Alparslan Kılınç

Yine Bir Hazan Mevsimi

Alparslan Kılınç

Mevsimler gelip geçiyor, tıpkı ömrümüz gibi. Ömrümüzün takvim yaprakları birer birer düşüyor. Zaman su gibi akıp gidiyor. Biz ardından bakmaktan başka bir şey yapamıyoruz.    

Genelde insanlar ilkbahar ya da yaz mevsimini sever. Çok az insan belki sonbaharı sever. Çünkü sonbahar güzel yaz günlerinin ardından gelen hüzün mevsimidir. 

Sonbaharda yapraklar sararır bir ağacın gözyaşı misali yere düşer. Bir ayrılışın hüzünlü vedası gibidir. Ağaç öyle bir gözyaşı döker ki göz pınarları kurur. Bu hüzünlü ayrılıktan olsa gerek ağaç yas tutar ve dalları kupkuru kalır. Bu öyle bir yastır ki ancak ilkbaharın gelmesiyle dallar filizlenir ve ağaçlar gelinlik giymiş gibi olur. Mutluluğunu sevdasını haykırır.

Fani ömür biter, bir uzun sonbahar olur.

Yaprak, çiçek ve kuş dağılır, tarumar olur.

Mevsim boyunca kendini hissettirir veda;

Artık bu dağdağayla uğuldar deniz ve dağ.

Yazdan kalan ne varsa olurken haşır neşir.

Günler hazinleşir, geceler uhrevileşir;

Teşrinlerin bu hüznü geçer ta iliklere.

Anlar ki yolcu yol görünür serviliklere. (Yahya Kemal Beyatlı – Sonbahar şiirinden)

Hazan mevsimi yaprakların dökümüne şahitlik ettiğindendir, şairler hep ayrılık şiirlerini bir sonbaharda dizelere dökerler. Ondan sonra o dizeler ayrılık şarkılarının hüzünlü notalarına eşlik eder. O eşsiz notaların sözlerini sessizce mırıldanırken dudaklarımızda, birer ikişer gözyaşımız gizli gizli, usul usul yere düşer bir yaprak misali. Çünkü yüreğimizdeki hüzünlerin göz pınarlarımızdan akacağı mevsim gelmiştir. Hazan mevsiminin hakkını vermek gerekir. Ertelemek olmaz.

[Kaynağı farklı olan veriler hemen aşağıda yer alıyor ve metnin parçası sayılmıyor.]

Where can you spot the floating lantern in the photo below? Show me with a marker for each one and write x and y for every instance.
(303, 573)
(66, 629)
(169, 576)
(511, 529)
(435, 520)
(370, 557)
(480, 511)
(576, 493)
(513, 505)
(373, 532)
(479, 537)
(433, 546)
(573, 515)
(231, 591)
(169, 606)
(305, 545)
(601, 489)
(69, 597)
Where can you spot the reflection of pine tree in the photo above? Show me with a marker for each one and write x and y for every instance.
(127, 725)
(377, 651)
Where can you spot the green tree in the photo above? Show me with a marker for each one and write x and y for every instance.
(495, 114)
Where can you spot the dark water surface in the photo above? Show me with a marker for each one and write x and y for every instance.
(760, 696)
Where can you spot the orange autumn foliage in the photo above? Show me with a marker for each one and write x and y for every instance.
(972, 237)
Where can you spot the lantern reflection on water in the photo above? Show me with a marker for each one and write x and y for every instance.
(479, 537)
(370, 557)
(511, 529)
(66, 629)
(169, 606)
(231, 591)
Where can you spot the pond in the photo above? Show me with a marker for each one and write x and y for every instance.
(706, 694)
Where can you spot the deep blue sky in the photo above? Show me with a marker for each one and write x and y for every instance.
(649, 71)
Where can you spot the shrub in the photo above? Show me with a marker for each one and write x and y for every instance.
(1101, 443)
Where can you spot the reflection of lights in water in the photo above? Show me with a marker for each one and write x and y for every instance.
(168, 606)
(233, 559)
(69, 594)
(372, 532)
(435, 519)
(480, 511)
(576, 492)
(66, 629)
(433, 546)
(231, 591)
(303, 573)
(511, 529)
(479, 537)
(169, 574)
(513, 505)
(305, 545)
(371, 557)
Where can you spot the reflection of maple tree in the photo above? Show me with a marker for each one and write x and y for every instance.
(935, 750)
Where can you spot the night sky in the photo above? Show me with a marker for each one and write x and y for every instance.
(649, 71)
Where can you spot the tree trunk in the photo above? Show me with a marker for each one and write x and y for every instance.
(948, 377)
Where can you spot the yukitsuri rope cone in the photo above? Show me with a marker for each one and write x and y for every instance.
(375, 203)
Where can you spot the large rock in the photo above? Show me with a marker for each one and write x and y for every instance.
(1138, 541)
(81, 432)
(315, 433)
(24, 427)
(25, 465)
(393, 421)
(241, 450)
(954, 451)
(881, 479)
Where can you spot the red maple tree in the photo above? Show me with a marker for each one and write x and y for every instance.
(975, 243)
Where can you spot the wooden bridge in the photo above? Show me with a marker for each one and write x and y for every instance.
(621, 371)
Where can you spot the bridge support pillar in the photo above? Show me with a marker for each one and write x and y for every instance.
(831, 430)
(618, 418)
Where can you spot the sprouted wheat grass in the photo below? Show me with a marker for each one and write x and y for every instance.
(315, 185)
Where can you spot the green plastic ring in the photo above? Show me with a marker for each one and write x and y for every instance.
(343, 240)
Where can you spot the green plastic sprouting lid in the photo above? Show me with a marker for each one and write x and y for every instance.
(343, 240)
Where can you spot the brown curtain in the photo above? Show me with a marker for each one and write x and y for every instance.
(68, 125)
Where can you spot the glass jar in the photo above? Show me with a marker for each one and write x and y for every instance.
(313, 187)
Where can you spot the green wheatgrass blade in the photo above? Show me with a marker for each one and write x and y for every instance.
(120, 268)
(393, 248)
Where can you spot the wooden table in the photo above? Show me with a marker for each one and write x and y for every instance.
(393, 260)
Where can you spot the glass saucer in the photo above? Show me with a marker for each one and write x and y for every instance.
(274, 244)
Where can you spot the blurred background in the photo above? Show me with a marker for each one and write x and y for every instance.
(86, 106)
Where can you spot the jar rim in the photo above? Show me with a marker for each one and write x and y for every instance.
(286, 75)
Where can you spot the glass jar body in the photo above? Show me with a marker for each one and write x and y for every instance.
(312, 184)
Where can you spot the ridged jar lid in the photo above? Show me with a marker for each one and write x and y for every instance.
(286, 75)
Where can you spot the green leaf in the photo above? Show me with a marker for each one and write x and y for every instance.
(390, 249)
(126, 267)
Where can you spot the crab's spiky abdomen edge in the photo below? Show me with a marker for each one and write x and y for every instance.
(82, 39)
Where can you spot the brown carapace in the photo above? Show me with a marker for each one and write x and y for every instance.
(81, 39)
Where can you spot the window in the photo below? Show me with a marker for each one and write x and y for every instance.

Geçip giden aslında mevsimler değil ömrümüzdür. Bir rüzgâr eser alır götürür her şeyi. Hayatımızın en güzel anları gençliğimiz bir yaz mevsimi gibidir. Her şey günlük güneşliktir. Böyle olmasına rağmen bir çırpıda gelip geçer. Orta yaş gelir, sonbahar misali. Yüzümüze çizgiler, saçlarımıza aklar düşmeye başlar. Ama birden pes etmek olmaz. Yüzümüzdeki çizgilere, saçlarımızdaki aklara meydan okurcasına dimdik ayaktayızdır. Belki farkında değilizdir, belki de aklımıza düşürmek istemediğimizden kışın yaklaştığını hiç düşünmeyiz. Ta ki Ilık ılık esen rüzgarların yerine soğuk rüzgarlar esmeye başlayıncaya kadar. Başlar ondan sonra karlar saçlarımıza düşmeye, fırtına boran belimizi bükmeye.

Hazan Mevsimi
Geldi yine hazan mevsimi.
Sanki yüreğime bir ağırlık çöktü.
Sararan yapraklar değil de benim.
Parklar, bahçeler sahipsiz.
Hani çocuk sesleri?
Hani kuş cıvıltıları?
Bir daha gelecekler mi bilinmez.
Bu parkların, bahçelerin müdavimleri
Daha dün gölgesinde oturduğum; koca çınarın,
Göz yaşları yere dökülmüş.
Hoyrat rüzgâr almış, savurmuş.
Kâh o yana, kâh bu yana,
Benimse göz yaşlarım sel olmuş, akmış.
Kâh o yana, kâh bu yana,
Ömür yeter mi bilinmez.
Gelecek olan; ilkbahara
Ömür yeter mi bilinmez.
Koca çınarın altında o yârla oturmaya. (Alparslan KILINÇ-22.09.2021/Elazığ)
    
 Sağlıcakla kalın.
 

Yorumlar 6
Melek 04 Ekim 2022 17:33

Çok güzeldi. Teşekkür ederiz.

Görkem 06 Eylül 2022 17:31

Üstad dediğin gibi 'Geçip giden aslında mevsimler değil ömrümüzdür.' Aynı senin gibi düşünen şairin de dediği gibi :Eylül toparlandı gitti işte Ekim filan da gider bu gidişle

Yadem 06 Eylül 2022 08:46

Üstad hazan mevsimi hüzün ile eslesmiş ben ise hazan mevsimini vuslatin kapısı olarak görürüm. Öğretmenin öğrencilerine visalidir, vuslatıdır hazan mevsimi. Kalemine sağlık.

Vedat 05 Eylül 2022 19:50

Biraz hüzün olsada ,anılar canlandı şu kısacık hayatımızda .Kalemine sağlık değerli kardeşim.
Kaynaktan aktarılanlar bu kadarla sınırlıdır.